Simple question on polynomials

[caprija]

If f(x)=x^2 - 4x, determine an expression for g(x)

g(x) = f(x + 2)

How would I substitute f(x) when they are separated?

my attempt

g(x) = x^2 - 4x (x + 2)

 

[electricsheep]

OK, first are you happy with this one: we have f(x) = x^2 - 4x, what is f(a)?
(Answer: f(a) = a^2 - 4a. i.e. you just plug a into wherever x used to appear. It does NOT mean "f(a) = f(x) * a", which is similar to what you seem to have done in your attempt.)

Now, use the same technique for f(x+2). We just plug (x+2) into wherever x used to appear. What do you reckon the answer should be?

Once you have written f(x+2) as a polynomial, then we can call it g(x), or h(x) or y(x). So the "g(x) = " bit isn't that important.

 

[caprija]

OK, first are you happy with this one: we have f(x) = x^2 - 4x, what is f(a)?
(Answer: f(a) = a^2 - 4a. i.e. you just plug a into wherever x used to appear. It does NOT mean "f(a) = f(x) * a", which is similar to what you seem to have done in your attempt.)

Now, use the same technique for f(x+2). We just plug (x+2) into wherever x used to appear. What do you reckon the answer should be?

Once you have written f(x+2) as a polynomial, then we can call it g(x), or h(x) or y(x). So the "g(x) = " bit isn't that important.

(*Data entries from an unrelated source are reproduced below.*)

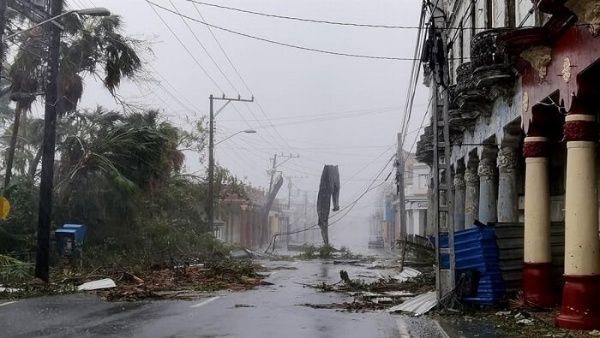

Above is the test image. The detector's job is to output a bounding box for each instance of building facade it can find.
[417,0,600,329]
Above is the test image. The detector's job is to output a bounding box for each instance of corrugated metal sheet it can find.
[496,222,565,292]
[387,291,437,316]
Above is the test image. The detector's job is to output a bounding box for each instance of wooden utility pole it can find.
[35,0,63,282]
[206,94,254,231]
[396,133,408,271]
[396,133,408,240]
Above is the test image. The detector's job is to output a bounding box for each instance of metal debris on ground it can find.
[388,291,437,316]
[77,278,117,291]
[392,267,421,282]
[84,260,266,301]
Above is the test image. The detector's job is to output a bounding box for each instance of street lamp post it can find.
[33,0,110,282]
[206,94,256,231]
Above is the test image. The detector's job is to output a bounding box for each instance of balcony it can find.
[450,62,492,124]
[538,0,566,14]
[415,125,433,166]
[471,28,516,90]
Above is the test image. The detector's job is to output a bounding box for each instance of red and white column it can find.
[556,112,600,330]
[523,136,556,307]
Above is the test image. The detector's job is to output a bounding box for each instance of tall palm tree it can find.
[5,14,142,188]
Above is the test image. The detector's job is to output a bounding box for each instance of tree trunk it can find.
[28,147,42,181]
[4,104,23,190]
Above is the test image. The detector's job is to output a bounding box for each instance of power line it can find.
[187,0,426,29]
[186,0,524,30]
[398,1,425,149]
[146,0,428,61]
[194,4,291,148]
[169,0,239,93]
[146,0,224,92]
[194,4,254,96]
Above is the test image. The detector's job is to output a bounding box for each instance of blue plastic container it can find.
[54,228,77,256]
[62,224,86,245]
[440,227,506,305]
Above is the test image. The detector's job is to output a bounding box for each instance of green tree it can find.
[6,14,142,187]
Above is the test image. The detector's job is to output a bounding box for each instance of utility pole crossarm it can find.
[206,94,254,231]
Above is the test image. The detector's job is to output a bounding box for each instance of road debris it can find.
[387,291,437,316]
[392,267,421,282]
[84,259,270,301]
[77,278,117,291]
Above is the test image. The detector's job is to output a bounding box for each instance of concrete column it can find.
[498,147,519,223]
[523,137,555,307]
[465,167,479,229]
[556,112,600,330]
[454,169,465,231]
[477,155,498,224]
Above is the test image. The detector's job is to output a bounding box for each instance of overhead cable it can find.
[146,0,426,61]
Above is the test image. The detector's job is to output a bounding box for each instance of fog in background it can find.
[68,0,426,248]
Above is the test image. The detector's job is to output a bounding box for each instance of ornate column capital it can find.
[497,147,519,172]
[465,168,479,186]
[477,157,498,180]
[454,172,466,188]
[523,136,550,158]
[564,114,598,142]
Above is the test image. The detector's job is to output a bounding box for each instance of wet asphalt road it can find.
[0,261,448,338]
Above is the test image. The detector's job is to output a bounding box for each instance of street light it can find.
[206,94,256,231]
[3,7,110,40]
[215,129,256,146]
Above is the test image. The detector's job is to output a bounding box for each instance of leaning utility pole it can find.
[35,0,63,282]
[396,133,408,271]
[207,95,254,231]
[269,153,300,192]
[429,8,456,302]
[0,0,6,74]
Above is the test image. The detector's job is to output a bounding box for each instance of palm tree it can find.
[5,14,142,188]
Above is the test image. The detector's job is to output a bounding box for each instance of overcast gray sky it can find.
[69,0,426,246]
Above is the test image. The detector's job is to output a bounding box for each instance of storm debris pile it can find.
[88,260,263,301]
[302,270,435,311]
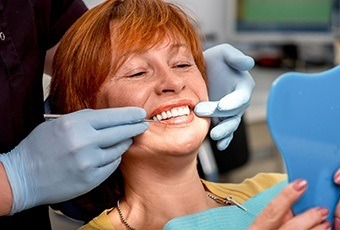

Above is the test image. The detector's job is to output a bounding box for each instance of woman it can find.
[51,0,338,229]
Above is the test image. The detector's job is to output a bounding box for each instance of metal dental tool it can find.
[44,114,162,123]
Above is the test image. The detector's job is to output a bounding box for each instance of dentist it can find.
[0,0,254,229]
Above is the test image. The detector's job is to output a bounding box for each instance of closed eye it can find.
[175,63,192,68]
[127,71,146,78]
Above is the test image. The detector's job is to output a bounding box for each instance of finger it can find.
[218,44,255,71]
[252,180,307,229]
[334,217,340,230]
[217,89,251,114]
[81,107,146,130]
[95,122,149,148]
[334,169,340,185]
[310,221,331,230]
[282,208,330,229]
[210,116,241,141]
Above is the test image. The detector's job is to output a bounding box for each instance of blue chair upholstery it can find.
[267,66,340,225]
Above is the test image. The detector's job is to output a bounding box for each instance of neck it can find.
[114,151,216,229]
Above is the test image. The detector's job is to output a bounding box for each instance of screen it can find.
[226,0,335,43]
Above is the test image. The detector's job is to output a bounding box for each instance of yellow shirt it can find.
[79,173,287,230]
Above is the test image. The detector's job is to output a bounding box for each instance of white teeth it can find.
[152,106,190,121]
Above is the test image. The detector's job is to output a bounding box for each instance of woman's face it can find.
[96,37,210,158]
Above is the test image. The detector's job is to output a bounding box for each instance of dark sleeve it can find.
[49,0,87,47]
[33,0,87,50]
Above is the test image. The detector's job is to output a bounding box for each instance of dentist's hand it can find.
[195,44,255,150]
[334,168,340,230]
[0,107,148,214]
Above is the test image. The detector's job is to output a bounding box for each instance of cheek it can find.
[190,78,209,101]
[97,85,149,108]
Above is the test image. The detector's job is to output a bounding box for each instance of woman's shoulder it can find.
[202,173,287,202]
[78,208,115,230]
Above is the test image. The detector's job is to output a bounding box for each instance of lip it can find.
[149,99,195,118]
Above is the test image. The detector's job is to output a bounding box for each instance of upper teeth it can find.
[152,106,190,121]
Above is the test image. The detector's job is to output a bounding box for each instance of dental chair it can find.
[267,66,340,226]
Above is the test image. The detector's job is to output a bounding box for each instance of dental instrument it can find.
[44,114,163,123]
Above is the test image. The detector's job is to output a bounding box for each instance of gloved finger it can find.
[334,169,340,184]
[216,133,234,151]
[223,44,255,71]
[203,44,255,71]
[217,89,251,112]
[334,201,340,230]
[82,107,146,130]
[218,69,255,111]
[96,122,149,148]
[210,116,241,141]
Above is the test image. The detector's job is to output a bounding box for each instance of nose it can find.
[155,68,186,95]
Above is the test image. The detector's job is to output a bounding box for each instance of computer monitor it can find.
[226,0,338,45]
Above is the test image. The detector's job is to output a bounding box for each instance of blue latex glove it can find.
[0,107,148,214]
[195,44,255,150]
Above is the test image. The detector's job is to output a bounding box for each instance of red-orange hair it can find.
[50,0,206,113]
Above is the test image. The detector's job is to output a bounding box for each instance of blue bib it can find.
[163,181,287,230]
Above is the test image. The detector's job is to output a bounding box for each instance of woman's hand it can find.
[250,180,330,230]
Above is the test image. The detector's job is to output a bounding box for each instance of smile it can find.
[152,106,190,121]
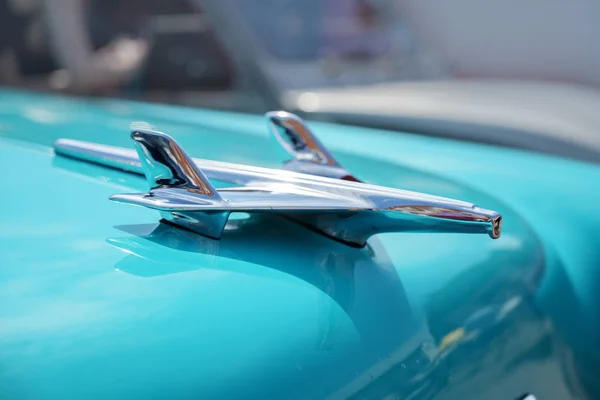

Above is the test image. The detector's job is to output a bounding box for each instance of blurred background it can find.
[0,0,600,162]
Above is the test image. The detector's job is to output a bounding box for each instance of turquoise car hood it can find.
[0,92,600,399]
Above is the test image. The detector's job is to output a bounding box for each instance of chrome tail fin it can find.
[110,129,230,238]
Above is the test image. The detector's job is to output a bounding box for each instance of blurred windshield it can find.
[0,0,600,112]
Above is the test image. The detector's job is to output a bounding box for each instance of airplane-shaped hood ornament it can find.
[54,111,502,247]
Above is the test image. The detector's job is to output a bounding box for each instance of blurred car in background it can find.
[4,0,600,162]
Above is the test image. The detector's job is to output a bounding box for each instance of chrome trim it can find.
[54,113,502,247]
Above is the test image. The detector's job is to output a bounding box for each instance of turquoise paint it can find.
[0,92,600,399]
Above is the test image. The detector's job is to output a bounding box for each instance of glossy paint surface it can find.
[0,92,600,399]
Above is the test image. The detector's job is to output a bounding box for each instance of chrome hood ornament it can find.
[54,111,502,247]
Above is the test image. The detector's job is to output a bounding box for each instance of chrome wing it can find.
[54,112,502,247]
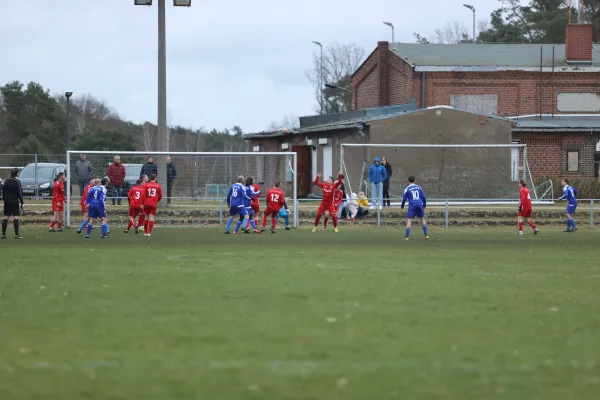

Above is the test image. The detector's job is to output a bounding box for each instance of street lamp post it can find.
[313,40,325,114]
[133,0,192,200]
[383,21,394,43]
[65,92,73,152]
[463,4,476,43]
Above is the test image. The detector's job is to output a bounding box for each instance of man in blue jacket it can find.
[369,157,387,209]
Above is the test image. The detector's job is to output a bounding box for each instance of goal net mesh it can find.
[342,145,538,202]
[68,151,294,222]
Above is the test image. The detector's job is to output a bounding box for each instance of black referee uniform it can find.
[2,178,23,239]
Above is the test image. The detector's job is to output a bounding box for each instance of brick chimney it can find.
[377,42,392,107]
[565,24,594,63]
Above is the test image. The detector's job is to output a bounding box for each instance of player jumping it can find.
[313,171,343,232]
[558,179,577,232]
[125,178,146,233]
[519,179,539,235]
[260,181,285,233]
[400,176,429,240]
[225,176,250,235]
[144,174,162,236]
[50,172,67,232]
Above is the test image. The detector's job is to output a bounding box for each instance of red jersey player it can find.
[144,174,162,236]
[313,171,343,232]
[125,178,146,233]
[519,179,539,235]
[260,181,285,233]
[50,172,66,232]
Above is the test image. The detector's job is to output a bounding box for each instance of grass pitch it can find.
[0,226,600,400]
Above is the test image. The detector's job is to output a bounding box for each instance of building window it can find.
[567,151,579,172]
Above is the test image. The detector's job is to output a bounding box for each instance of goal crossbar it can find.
[65,150,299,228]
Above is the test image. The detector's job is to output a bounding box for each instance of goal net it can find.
[65,150,298,226]
[340,144,551,203]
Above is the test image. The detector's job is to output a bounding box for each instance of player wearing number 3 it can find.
[260,181,285,233]
[519,179,539,235]
[400,176,429,240]
[144,174,162,236]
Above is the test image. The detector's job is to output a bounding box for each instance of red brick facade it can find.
[351,42,600,116]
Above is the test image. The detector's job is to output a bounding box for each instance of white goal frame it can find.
[65,150,299,228]
[340,143,554,206]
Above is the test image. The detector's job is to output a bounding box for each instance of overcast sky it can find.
[0,0,499,132]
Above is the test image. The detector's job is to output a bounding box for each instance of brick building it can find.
[350,24,600,116]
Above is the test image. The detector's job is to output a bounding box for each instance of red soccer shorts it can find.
[127,206,144,218]
[519,208,531,218]
[264,206,279,217]
[144,205,156,215]
[317,203,337,215]
[52,201,65,212]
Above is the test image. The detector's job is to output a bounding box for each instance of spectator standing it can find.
[106,156,125,206]
[369,157,387,208]
[381,157,392,207]
[167,157,177,205]
[140,156,158,178]
[75,154,93,197]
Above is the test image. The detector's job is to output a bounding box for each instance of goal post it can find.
[65,150,298,227]
[340,143,551,205]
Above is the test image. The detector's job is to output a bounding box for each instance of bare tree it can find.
[267,113,300,132]
[142,122,156,152]
[306,43,365,114]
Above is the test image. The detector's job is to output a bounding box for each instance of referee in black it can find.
[0,168,23,240]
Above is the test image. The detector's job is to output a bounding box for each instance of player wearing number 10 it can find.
[144,174,162,236]
[400,176,429,240]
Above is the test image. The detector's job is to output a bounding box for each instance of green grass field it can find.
[0,226,600,400]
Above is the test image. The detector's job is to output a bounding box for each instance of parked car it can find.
[20,163,73,197]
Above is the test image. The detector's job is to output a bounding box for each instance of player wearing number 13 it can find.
[144,174,162,236]
[400,176,429,240]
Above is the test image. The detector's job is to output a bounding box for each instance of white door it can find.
[311,147,319,181]
[510,147,520,181]
[323,146,333,180]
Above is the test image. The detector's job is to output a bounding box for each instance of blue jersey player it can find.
[400,176,429,240]
[85,179,108,239]
[225,176,249,234]
[558,179,577,232]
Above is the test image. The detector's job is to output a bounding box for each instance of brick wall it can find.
[351,45,600,116]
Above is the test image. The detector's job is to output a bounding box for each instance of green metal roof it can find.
[390,43,600,72]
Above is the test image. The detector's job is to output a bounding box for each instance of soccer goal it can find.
[340,143,552,204]
[65,150,298,227]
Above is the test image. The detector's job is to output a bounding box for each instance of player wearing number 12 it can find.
[125,178,146,233]
[260,181,285,233]
[144,174,162,236]
[400,176,429,240]
[519,179,539,235]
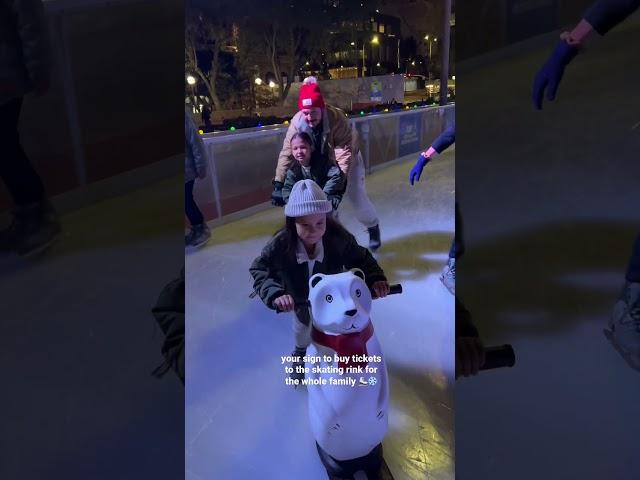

Ok so the solution would be:

(x + 2) ^2 - 4x
x^2 + 4x - 4X + 4

answer: x^2 + 4

 

[WHOAguitarninja]

Ok so the solution would be:

(x + 2) ^2 - 4x
x^2 + 4x - 4X + 4

answer: x^2 + 4

Almost. You skipped substituting (x+2) in for one of your x's.

 

[Alkatran]

It will be a lot easier if you use "a+2" instead of "x+2" then switch it back so you know you swapped them all. Much harder to make a mistake.

 

[drpizza]

f(x)=x^2 -4x

f(2) = 2^2 -4*2
f(3) = 3^2 -4*3
f(m) = m^2 -4*m
whatever is inside those parenthesis next to f, you're going to substitute for every x inside the original function.

f( ) = ^2 -4*


What helps sometimes is to just put in parenthesis where x is, then go back and fill them in...

(____)^2 - 4*(____)

Then, put into those parenthesis whatever is f(HERE)